JAN. 30 12:31 P.M. ET The European Union backed Denmark Monday in a diplomatic dispute with Muslim countries over Danish caricatures of the Prophet Mohammad, saying that any retaliatory boycott of Danish goods would violate world trade rules.
Danish Foreign Minister Per Stig Moeller said an EU foreign affairs ministers meeting condemned Saudi Arabia’s call to boycott Danish goods and all threats made against Danish, Swedish and Norwegian citizens in recent days.
“They are of the same feelings as we are, a boycott against our merchandise will be against the World Trade Organization rules if they are instigated,” Moeller told reporters.

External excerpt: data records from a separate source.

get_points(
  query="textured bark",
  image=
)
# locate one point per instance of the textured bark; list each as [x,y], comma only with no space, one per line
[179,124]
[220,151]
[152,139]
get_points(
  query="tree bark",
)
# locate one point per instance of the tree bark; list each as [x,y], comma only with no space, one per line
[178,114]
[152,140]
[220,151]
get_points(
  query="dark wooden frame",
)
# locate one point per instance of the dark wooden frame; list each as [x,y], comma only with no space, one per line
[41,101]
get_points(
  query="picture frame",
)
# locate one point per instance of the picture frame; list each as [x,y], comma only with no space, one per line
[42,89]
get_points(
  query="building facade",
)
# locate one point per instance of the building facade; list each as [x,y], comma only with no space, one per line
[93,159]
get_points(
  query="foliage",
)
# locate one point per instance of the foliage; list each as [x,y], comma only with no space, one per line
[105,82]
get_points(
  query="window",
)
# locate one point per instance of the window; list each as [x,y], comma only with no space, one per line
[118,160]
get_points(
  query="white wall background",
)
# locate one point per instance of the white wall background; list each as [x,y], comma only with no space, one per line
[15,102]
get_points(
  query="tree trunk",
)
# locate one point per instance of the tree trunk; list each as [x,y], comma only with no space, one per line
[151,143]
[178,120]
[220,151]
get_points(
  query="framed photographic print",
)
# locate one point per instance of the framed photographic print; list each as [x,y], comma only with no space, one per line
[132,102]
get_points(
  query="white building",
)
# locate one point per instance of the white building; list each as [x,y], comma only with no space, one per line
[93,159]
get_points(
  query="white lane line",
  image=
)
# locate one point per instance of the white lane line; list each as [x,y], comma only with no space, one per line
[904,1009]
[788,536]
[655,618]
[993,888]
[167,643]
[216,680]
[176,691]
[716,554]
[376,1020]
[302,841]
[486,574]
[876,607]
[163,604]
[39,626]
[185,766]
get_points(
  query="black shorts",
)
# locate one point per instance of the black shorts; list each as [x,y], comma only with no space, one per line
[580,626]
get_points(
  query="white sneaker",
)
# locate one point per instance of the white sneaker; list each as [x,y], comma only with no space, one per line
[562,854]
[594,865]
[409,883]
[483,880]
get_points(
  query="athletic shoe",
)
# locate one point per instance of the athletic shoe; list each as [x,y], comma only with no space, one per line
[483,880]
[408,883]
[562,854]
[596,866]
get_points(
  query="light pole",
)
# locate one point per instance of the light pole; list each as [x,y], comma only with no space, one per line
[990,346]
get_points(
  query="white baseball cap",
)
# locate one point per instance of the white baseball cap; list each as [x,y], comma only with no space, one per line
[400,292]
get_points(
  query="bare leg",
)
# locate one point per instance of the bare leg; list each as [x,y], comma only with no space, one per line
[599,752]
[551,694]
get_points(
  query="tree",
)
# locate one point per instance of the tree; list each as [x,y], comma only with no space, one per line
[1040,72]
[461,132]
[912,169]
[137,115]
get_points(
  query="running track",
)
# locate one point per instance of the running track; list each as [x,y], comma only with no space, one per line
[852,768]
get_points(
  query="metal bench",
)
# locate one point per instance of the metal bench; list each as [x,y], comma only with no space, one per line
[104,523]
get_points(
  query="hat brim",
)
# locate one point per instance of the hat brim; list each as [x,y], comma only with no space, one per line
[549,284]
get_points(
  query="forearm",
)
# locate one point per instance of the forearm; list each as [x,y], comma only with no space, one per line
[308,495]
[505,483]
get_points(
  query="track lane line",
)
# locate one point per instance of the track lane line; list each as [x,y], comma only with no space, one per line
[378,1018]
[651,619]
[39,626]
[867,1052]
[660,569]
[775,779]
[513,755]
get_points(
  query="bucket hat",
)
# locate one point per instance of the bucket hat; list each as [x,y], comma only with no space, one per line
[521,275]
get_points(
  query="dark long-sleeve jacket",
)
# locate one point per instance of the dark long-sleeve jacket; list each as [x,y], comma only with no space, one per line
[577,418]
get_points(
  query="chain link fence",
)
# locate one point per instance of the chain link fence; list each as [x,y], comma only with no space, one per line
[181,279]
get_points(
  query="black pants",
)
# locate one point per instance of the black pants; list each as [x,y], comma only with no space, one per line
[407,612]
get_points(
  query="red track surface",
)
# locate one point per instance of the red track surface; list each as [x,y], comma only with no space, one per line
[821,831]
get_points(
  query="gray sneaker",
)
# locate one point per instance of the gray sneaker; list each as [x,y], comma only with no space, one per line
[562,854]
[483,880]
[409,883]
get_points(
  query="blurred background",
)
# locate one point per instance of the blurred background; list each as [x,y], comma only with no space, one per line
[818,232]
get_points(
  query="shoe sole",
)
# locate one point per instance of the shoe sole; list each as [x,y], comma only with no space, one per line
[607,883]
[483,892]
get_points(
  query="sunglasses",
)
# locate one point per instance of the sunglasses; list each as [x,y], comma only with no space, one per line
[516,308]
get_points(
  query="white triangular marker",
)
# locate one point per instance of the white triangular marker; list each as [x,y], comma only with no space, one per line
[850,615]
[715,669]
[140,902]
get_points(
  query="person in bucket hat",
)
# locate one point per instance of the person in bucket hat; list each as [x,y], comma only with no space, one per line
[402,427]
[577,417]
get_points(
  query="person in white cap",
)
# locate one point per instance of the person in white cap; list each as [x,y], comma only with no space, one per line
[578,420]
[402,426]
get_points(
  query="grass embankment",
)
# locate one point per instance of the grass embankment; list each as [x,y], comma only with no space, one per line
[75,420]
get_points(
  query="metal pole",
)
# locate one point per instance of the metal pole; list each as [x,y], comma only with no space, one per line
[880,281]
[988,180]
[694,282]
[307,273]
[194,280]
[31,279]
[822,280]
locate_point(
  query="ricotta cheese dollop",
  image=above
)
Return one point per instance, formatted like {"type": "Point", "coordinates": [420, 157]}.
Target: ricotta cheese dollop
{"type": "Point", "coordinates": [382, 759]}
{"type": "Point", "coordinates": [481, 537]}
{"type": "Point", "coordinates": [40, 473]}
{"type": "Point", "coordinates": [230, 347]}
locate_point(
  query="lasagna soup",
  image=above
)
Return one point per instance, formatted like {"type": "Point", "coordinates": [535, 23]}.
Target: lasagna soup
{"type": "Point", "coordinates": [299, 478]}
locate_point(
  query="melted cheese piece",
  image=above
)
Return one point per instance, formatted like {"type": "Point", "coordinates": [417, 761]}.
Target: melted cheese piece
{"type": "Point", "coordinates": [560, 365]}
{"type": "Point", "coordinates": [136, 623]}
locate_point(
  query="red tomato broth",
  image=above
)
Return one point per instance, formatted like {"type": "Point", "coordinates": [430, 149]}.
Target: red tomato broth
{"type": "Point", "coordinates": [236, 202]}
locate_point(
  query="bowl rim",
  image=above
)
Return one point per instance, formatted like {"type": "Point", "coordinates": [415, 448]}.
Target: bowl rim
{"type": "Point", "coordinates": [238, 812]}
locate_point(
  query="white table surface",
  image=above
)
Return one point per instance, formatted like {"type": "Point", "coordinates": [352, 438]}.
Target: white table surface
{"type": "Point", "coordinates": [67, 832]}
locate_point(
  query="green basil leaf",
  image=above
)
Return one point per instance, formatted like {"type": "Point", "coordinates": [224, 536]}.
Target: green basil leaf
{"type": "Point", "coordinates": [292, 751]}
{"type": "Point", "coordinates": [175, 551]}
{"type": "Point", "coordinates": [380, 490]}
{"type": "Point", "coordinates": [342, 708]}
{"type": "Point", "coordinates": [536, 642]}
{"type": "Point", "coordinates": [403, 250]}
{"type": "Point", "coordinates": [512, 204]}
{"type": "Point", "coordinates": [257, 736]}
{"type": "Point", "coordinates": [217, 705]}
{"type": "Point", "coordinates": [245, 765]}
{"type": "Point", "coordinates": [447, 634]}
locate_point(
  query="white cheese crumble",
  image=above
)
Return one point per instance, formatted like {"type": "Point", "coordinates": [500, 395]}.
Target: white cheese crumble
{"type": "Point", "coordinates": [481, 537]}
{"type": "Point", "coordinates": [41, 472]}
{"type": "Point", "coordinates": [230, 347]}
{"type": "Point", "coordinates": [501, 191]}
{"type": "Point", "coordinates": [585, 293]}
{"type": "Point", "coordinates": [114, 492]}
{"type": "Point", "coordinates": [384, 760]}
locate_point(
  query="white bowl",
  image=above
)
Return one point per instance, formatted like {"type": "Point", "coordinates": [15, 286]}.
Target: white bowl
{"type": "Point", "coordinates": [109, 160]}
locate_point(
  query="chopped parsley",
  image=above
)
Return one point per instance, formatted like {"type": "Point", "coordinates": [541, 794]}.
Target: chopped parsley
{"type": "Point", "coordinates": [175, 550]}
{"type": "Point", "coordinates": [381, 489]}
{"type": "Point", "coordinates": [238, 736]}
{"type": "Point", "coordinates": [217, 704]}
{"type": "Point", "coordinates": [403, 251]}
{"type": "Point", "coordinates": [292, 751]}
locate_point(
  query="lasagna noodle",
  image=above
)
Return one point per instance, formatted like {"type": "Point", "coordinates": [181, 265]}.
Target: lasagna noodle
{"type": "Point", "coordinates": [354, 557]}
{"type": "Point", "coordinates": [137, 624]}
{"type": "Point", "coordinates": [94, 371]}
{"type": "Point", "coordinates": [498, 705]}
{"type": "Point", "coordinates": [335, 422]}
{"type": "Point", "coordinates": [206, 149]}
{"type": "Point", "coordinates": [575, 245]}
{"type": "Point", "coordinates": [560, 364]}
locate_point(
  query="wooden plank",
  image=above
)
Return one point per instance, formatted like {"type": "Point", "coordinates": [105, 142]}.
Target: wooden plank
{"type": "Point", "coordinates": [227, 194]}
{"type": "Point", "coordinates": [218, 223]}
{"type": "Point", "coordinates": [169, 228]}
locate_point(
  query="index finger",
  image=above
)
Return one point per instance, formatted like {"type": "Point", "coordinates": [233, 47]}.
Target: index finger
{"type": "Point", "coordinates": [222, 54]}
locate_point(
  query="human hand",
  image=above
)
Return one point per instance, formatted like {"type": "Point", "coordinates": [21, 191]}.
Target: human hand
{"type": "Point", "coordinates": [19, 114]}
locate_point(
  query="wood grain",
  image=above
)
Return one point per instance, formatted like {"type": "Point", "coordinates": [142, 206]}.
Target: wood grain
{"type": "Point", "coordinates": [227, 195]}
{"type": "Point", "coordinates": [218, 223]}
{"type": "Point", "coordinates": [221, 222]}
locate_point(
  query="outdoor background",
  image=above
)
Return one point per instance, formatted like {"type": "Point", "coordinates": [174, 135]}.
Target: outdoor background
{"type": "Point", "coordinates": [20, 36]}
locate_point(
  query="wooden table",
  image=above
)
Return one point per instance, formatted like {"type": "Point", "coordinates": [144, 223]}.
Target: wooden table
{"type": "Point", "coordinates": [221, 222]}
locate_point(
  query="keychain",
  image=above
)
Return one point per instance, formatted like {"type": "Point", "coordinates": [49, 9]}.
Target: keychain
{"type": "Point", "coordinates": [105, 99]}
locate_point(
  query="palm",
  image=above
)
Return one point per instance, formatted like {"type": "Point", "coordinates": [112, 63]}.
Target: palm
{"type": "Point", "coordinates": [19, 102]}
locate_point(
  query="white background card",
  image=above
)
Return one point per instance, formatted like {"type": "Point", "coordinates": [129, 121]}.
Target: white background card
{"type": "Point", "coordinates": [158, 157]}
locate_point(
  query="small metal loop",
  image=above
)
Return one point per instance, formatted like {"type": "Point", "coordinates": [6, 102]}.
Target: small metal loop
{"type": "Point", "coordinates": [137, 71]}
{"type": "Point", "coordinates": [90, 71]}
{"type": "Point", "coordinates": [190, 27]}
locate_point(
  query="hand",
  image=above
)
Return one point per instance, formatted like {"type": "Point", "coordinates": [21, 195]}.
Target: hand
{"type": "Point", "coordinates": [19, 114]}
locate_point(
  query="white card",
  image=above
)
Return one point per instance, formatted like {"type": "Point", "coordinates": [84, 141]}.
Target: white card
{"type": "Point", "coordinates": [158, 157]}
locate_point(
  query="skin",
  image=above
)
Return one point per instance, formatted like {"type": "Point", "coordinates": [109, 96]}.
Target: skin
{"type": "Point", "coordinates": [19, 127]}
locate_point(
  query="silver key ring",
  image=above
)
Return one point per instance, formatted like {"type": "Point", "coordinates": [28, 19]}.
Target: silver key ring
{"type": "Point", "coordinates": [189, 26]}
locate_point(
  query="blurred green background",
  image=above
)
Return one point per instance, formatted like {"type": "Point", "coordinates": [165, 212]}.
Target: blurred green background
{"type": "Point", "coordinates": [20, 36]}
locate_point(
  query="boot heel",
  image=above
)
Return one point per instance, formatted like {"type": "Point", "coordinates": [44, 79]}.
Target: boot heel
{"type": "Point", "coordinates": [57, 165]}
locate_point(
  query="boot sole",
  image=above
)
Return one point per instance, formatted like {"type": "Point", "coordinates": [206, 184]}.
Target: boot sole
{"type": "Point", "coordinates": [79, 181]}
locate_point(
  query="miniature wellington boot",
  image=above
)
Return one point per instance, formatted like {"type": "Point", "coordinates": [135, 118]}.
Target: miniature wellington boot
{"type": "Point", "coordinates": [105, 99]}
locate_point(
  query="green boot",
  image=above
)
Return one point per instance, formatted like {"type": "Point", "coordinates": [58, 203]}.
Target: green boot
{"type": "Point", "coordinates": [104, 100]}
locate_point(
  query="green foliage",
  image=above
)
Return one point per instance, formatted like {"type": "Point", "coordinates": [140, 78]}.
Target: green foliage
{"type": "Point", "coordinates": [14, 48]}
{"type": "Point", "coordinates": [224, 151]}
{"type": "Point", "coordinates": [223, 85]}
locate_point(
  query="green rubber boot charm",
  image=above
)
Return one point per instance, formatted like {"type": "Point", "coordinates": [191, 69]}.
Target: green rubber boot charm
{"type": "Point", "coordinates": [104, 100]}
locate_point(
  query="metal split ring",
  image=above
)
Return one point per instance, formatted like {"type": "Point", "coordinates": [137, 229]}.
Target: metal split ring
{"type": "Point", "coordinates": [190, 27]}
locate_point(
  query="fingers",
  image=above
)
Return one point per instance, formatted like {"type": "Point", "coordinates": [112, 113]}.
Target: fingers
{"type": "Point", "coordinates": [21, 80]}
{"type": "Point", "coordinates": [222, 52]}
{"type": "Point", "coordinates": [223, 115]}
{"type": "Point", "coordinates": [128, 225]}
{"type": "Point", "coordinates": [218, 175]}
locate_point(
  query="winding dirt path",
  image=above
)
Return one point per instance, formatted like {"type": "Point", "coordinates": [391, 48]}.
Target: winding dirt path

Ministers said in a statement that the EU “rejects any threats by militant factions against EU citizens.” Austrian Foreign Minister Ursula Plassnik, whose country holds the EU presidency said the 25-nation bloc had been informed about the threats at Monday’s talks. “We strongly reject these threats,” said Plassnik. “We have to the core of the matter expressed our feeling of solidarity with our Nordic colleagues.”
Stig Moeller said the Danish foreign ministry was putting up a special Web Site in Arabic to explain what he said were misunderstandings about drawings published in a Danish newspaper of Prophet Muhammad. He said reports being spread in some Muslim countries of the Danish government putting up similar posters was not true.
“There are very, very many things that are not correct,” said Stig Moeller. “I read … that the Danish government put up posters against Mohammad. We have not put up any posters concerning Mohammad or against any other people.”
The 12 drawings — published in September by Danish newspaper Jyllands-Posten and republished in a Norwegian paper this month — included an image of the prophet wearing a turban shaped as a bomb with a burning fuse. Islamic tradition bars any depiction of the prophet, even respectful ones, out of concern that such images could lead to idolatry.
The caricatures has led to a diplomatic row between Denmark and Saudi Arabia, which recalled its ambassador to Denmark last week. Libya closed its embassy in Copenhagen.
On Monday, EU Trade Commissioner Peter Mandelson warned Saudi Arabia that the bloc would take action at the WTO if it found that it supported a boycott of Danish goods. The Saudi government told Mandelson that it had not encouraged the boycott.
Denmark-based Arla Foods said the consumer boycott of its products in the Middle East was almost total. Arla Foods’ products have been removed from shop shelves in Saudi Arabia, Kuwait, Qatar, Bahrain and the United Arab Emirates, Europe’s largest dairy group said.
The Middle East is Arla Foods’ main market outside Europe. It has 2.6 billion kroner (euro350 million; US$430 million) in annual sales in the Middle East and about 1,000 employees in the region.
Stig Moeller said Denmark did not support inciting racial or religious hatred but could not condemn the free expression of the press.
“We condemn blasphemy, we want respect for religions … but we cannot intervene,” he said. “We have sent explanations, but as we said before, freedom of expression is a matter for the courts, not for the government.”